Now I want to have written a book that utilised this to set the scenery. Let's see the translators deal with that!

[–] prole@sh.itjust.works 13 points 6 months ago

House of Leaves uses a bunch of gimmicks like this... Kind of forget if he used "rivers" specifically, but I'd be kind of surprised if he hadn't.

[–] BearOfaTime@lemm.ee 2 points 6 months ago

Let me take you back to punched card days, when people would design patterns and shapes using different characters, a single line at a time (one card, one line of 80 characters).

When the cards were just printed (to a nice, noisy, dot-matrix), you'd see the image they designed.

[–] paddirn@lemmy.world 15 points 6 months ago (3 children)

Typographers/Designers pay attention to all sorts of minor text details that the average person just cannot be bothered to care about.
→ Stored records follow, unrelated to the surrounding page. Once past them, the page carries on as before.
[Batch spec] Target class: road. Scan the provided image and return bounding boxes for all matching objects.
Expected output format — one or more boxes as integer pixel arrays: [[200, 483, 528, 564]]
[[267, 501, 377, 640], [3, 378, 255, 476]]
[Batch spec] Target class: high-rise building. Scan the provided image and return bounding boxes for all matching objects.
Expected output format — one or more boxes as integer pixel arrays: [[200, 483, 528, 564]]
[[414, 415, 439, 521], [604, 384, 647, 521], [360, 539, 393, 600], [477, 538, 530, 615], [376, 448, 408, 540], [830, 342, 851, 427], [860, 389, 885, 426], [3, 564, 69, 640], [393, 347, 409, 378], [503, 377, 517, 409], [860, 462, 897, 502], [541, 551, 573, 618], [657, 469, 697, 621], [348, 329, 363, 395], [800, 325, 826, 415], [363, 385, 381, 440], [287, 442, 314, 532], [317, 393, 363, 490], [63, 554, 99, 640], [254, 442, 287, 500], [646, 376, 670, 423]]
Like, a reader might have a sense that something feels “off” on the page, but they probably won’t quite know what it is. Or, if they do notice it, they’ll just go, “Huh, that’s funny,” and move on. With everything going digital now though, and having variable page sizes and such, there’s a bit less control for things like that for web & mobile stuff. It’s only print people that probably have to worry about that now.

The copywriters in my company stare at a landing page for hours and fix little word flow details.

I remember having to explain responsive design, since words can break on screen size. The old editors who worked on magazines were kind of annoyed. But fortunately, we have better css tools like clamp, and word break to control word flow. But honestly its easier to teach the copywriter how tech works.

[–] thesystemisdown@lemmy.world 6 points 6 months ago* (last edited 6 months ago)

Rivers caused by justified text are bad for those with dyslexia and present a website accessibility issue. Good developers avoid allowing users the option.

[–] Juice@lemmy.dbzer0.com 2 points 6 months ago

The thing that normal people don't worry about is "readability." Bad type is harder to read, for example rivers are distracting. Turning black marks on paper into concept, metaphor, irony, narrative, setting should be as painless of a process as possible so that the most people possible have access to reading and information. Little details like letter and word spacing, font, typeface add up to something that is either easy or difficult to read.

[–] cdbsk@lemmy.world 7 points 6 months ago

I would always squint my eyes and try to see pictures in the 'rivers'

[–] shalafi@lemmy.world 5 points 6 months ago

I see this reading book on my tablet! Had no idea there was a name for it. When I'm really tired it's distracting.